3. Una cultura que se pierde
Cada vez que me acerco al pueblo de mis abuelos a dar el último adiós
a alguno de mis seres queridos, tengo la vivencia de estar asistiendo a
la despedida de algo más que una persona cercana a mí; se va con
ellos una manera de entender la vida llena de cosas muy profundas y
bellas desde el punto de vista de la fe y de la persona humana en su
relación con el medio. Y esta herencia se pierde, no es como las
fincas, las naves o la maquinaria, que, aunque sea de mala manera, se
reparten. Se pierde una cultura rural que también es Creatura de Dios,
además tan evangelizada, tan llena de sentido, tan conocedora de la
agricultura, del campo, de la naturaleza en sus entresijos... ¡Y eso no
lo hereda nadie! O, al menos, deja de ser casa común. Y con eso se
van modos y maneras muy profundas de entender la palabra de Dios.
4. Nuestro hoy
«Primero fue necesario civilizar al hombre
en su relación con el hombre.
Ahora es necesario civilizar al hombre
en su relación con la naturaleza y los animales»
(Victor Hugo).
Hoy el panorama de la agricultura es muy distinto en los diversos
lugares del mundo. Pero, en conjunto. diríamos que hay dos grandes
polos:
a) Una agricultura moderna, tecnificada, industrializada, que en
algún caso no se puede llamar «agricultura» (como los cultivos
superintensivos bajo plástico o cultivos industrializados). Pero, en
conjunto, con muy poco peso en la economía mundial.
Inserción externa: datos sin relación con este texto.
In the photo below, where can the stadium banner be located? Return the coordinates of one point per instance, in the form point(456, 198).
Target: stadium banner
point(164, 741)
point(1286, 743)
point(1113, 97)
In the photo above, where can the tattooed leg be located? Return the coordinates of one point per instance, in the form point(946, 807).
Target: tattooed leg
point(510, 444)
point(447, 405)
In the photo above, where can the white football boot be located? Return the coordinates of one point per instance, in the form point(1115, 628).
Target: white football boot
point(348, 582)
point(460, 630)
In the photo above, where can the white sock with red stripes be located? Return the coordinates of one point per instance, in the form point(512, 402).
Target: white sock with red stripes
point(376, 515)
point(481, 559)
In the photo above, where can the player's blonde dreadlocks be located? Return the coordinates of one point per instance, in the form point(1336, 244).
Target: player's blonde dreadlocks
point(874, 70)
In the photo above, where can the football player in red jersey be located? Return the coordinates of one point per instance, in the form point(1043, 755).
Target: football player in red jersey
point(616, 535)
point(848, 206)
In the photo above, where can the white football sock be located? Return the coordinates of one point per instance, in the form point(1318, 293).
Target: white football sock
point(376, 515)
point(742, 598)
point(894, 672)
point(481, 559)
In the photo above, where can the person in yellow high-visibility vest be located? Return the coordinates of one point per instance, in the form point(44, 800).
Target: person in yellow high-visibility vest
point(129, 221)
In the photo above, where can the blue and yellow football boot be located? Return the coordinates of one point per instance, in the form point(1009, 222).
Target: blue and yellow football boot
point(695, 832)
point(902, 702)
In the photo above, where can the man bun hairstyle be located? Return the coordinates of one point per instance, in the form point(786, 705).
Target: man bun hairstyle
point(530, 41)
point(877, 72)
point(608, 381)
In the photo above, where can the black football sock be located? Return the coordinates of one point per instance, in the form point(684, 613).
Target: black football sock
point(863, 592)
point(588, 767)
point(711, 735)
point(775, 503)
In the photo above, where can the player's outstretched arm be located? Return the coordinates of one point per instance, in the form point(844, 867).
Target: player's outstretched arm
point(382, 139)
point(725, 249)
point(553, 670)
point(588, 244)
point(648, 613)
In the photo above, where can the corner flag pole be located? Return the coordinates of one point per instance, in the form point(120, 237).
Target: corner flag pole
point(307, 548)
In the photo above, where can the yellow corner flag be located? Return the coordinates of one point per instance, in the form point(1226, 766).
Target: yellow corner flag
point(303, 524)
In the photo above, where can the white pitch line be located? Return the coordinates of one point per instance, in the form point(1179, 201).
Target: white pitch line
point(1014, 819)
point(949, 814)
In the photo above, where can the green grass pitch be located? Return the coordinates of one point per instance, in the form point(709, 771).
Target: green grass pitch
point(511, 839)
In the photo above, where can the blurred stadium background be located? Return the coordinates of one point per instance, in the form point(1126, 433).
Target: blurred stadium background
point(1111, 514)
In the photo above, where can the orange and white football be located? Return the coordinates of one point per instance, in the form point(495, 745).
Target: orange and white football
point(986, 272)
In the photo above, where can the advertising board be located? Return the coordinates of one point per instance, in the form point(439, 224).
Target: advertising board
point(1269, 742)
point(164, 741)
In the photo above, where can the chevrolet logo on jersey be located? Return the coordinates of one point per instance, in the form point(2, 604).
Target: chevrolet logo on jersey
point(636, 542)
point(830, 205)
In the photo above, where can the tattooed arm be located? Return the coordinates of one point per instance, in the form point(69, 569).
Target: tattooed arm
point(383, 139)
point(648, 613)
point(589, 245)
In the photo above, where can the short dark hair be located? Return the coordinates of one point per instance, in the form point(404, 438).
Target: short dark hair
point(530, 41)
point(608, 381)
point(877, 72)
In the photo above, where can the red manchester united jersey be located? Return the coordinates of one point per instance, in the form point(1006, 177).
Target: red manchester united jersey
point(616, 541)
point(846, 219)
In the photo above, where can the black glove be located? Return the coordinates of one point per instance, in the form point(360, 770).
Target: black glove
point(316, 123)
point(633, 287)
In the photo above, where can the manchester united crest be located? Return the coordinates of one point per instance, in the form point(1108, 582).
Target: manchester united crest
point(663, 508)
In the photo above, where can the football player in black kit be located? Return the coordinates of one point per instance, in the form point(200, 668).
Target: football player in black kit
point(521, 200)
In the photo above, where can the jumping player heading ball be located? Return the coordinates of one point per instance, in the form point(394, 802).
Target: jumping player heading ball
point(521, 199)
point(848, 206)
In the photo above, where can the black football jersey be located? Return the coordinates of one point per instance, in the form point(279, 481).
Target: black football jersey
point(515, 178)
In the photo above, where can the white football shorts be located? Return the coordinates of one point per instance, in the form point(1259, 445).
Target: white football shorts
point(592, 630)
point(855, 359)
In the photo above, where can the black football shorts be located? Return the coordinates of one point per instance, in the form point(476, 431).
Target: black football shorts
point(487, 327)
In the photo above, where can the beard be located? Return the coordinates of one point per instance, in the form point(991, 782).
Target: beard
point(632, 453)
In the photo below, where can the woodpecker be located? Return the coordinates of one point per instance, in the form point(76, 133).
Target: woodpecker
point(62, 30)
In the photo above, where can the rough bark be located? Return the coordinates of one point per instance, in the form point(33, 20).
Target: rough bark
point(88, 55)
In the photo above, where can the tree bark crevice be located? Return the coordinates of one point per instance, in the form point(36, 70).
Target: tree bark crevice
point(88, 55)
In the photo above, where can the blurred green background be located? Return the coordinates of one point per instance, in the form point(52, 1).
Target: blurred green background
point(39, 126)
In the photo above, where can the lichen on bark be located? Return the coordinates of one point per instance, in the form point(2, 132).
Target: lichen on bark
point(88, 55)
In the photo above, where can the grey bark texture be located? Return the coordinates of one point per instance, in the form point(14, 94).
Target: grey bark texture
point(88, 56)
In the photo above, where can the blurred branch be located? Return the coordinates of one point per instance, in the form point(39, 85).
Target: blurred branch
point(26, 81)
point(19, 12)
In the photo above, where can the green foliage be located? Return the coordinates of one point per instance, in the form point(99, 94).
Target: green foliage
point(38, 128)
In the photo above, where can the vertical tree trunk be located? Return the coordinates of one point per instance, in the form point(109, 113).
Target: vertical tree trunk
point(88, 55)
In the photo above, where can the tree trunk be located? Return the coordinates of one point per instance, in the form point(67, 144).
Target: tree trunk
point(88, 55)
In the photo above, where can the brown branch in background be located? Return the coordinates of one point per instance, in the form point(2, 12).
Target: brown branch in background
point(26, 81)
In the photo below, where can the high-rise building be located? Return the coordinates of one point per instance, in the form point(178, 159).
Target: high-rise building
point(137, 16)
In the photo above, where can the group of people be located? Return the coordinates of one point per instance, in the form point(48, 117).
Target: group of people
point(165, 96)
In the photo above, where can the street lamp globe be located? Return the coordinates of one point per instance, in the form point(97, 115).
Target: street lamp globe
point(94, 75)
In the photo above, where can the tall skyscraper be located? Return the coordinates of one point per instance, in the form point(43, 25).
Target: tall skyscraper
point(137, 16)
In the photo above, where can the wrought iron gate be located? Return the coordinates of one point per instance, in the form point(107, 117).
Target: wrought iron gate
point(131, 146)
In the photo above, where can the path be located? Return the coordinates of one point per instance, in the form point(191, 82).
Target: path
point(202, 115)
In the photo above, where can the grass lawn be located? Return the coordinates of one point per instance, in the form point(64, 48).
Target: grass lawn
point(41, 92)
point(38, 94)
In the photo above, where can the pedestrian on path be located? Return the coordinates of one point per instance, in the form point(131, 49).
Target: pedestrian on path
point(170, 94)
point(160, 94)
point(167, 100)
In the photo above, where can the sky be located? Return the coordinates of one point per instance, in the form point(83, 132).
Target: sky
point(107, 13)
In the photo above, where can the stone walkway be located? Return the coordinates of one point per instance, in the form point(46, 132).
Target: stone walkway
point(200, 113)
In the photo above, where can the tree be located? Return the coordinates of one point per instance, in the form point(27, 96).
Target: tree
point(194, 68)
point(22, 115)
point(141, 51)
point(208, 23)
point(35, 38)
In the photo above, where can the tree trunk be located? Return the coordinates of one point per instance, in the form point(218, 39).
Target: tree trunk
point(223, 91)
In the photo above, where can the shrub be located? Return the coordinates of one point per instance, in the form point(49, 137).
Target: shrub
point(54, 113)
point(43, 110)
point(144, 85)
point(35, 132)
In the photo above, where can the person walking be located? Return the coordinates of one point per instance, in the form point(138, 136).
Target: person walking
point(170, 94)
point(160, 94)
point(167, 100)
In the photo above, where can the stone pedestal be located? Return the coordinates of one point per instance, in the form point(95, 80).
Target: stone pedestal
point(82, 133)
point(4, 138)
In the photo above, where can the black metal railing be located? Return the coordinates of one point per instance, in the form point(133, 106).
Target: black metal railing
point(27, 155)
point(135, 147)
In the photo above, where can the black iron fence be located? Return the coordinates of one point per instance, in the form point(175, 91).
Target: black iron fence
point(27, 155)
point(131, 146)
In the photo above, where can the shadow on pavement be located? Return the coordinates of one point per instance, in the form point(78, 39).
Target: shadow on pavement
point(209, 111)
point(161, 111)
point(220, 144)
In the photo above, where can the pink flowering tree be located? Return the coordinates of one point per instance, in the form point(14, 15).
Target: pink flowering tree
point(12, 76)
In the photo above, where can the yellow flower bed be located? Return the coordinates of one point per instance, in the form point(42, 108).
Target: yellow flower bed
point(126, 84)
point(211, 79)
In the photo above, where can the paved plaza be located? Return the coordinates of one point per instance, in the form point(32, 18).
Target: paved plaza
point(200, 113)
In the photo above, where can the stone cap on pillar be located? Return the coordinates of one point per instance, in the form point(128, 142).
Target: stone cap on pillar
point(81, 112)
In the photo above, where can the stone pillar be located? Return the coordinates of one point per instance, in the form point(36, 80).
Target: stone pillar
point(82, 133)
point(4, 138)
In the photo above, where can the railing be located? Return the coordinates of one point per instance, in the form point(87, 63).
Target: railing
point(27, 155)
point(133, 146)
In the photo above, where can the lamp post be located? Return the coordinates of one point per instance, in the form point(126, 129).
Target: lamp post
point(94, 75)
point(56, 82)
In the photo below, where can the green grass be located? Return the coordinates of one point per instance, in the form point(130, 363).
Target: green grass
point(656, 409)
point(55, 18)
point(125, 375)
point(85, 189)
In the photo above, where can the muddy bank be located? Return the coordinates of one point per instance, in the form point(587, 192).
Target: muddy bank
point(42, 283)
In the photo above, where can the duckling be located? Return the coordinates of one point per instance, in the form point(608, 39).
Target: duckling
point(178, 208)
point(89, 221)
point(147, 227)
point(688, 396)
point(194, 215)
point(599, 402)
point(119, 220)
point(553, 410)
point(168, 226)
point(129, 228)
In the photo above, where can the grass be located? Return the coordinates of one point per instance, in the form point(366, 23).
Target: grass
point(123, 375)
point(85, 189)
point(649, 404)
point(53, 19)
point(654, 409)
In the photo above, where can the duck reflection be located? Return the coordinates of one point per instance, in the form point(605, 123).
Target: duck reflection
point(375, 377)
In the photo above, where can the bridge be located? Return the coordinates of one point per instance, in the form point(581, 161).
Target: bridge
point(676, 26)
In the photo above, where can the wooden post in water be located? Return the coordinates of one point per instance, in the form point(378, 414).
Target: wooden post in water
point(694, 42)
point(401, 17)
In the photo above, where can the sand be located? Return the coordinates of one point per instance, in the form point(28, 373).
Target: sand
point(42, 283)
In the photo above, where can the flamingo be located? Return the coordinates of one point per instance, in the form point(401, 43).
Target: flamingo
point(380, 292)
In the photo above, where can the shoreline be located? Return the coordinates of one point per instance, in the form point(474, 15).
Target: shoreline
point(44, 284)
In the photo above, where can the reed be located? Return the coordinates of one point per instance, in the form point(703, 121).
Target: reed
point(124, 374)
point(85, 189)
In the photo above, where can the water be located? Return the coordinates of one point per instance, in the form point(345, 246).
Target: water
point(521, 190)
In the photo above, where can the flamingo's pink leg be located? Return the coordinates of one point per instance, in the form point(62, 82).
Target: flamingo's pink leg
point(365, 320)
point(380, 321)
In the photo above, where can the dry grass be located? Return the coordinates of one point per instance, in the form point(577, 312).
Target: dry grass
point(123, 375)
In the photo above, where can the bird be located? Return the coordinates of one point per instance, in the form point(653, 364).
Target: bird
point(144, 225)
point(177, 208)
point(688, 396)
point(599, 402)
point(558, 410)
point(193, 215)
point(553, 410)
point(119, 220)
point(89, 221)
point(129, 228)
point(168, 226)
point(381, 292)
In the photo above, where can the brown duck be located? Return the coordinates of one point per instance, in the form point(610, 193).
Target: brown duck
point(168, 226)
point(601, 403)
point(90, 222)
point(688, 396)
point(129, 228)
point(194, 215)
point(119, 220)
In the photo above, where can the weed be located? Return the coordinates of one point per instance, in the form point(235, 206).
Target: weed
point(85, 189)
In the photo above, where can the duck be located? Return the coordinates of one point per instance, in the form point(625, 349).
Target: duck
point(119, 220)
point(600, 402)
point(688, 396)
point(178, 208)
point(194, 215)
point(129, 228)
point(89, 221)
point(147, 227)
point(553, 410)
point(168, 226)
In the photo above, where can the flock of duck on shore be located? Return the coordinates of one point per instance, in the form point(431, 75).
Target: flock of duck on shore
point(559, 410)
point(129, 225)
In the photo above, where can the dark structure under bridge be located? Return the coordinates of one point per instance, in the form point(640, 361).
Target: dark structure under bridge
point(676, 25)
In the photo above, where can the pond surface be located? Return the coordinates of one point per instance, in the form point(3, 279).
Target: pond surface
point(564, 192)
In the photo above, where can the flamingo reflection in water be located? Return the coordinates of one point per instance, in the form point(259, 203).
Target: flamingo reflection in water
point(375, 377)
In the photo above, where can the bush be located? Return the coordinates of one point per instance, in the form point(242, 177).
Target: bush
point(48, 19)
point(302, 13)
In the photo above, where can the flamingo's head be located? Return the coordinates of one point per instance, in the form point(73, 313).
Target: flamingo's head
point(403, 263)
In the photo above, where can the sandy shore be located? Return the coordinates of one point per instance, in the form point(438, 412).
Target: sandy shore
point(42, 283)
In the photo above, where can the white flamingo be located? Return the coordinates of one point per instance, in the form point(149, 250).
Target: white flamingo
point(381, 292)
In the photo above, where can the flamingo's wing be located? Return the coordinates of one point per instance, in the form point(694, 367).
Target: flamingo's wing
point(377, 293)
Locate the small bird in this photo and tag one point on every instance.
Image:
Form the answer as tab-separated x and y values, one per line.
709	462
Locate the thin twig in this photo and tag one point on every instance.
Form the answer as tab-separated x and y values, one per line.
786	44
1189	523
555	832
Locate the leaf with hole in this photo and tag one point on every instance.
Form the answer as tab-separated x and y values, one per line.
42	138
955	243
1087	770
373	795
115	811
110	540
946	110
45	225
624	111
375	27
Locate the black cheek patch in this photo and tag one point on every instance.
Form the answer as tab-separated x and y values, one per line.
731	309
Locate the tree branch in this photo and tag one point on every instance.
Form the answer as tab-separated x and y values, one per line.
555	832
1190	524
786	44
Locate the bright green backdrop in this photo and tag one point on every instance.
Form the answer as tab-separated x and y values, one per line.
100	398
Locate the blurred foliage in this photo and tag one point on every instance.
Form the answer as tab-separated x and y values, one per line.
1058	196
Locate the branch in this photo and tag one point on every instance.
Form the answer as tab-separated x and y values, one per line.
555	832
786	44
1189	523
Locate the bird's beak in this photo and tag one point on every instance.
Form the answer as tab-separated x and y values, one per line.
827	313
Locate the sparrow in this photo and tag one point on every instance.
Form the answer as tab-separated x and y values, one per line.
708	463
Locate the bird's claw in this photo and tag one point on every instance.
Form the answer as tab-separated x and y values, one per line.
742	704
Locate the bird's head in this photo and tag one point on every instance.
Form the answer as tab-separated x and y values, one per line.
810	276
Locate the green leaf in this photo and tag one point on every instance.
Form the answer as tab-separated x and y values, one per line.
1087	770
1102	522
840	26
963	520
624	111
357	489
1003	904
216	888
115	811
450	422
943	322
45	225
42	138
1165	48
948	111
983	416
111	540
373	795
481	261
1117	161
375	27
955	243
Primer
mundo.
b) Una agricultura de subsistencia normalmente, en países pobres,
que sufre la presión de las grandes empresas (que buscan mayores
superficies para sus cultivos transgénicos que alimenten ganados,
o produzcan energía) y de los aranceles de los países ricos
proteccionistas. Resto del mundo.
¿A qué nos anima nuestra fe en el panorama actual a quienes
estamos involucrados en la actividad agraria y en el mundo rural?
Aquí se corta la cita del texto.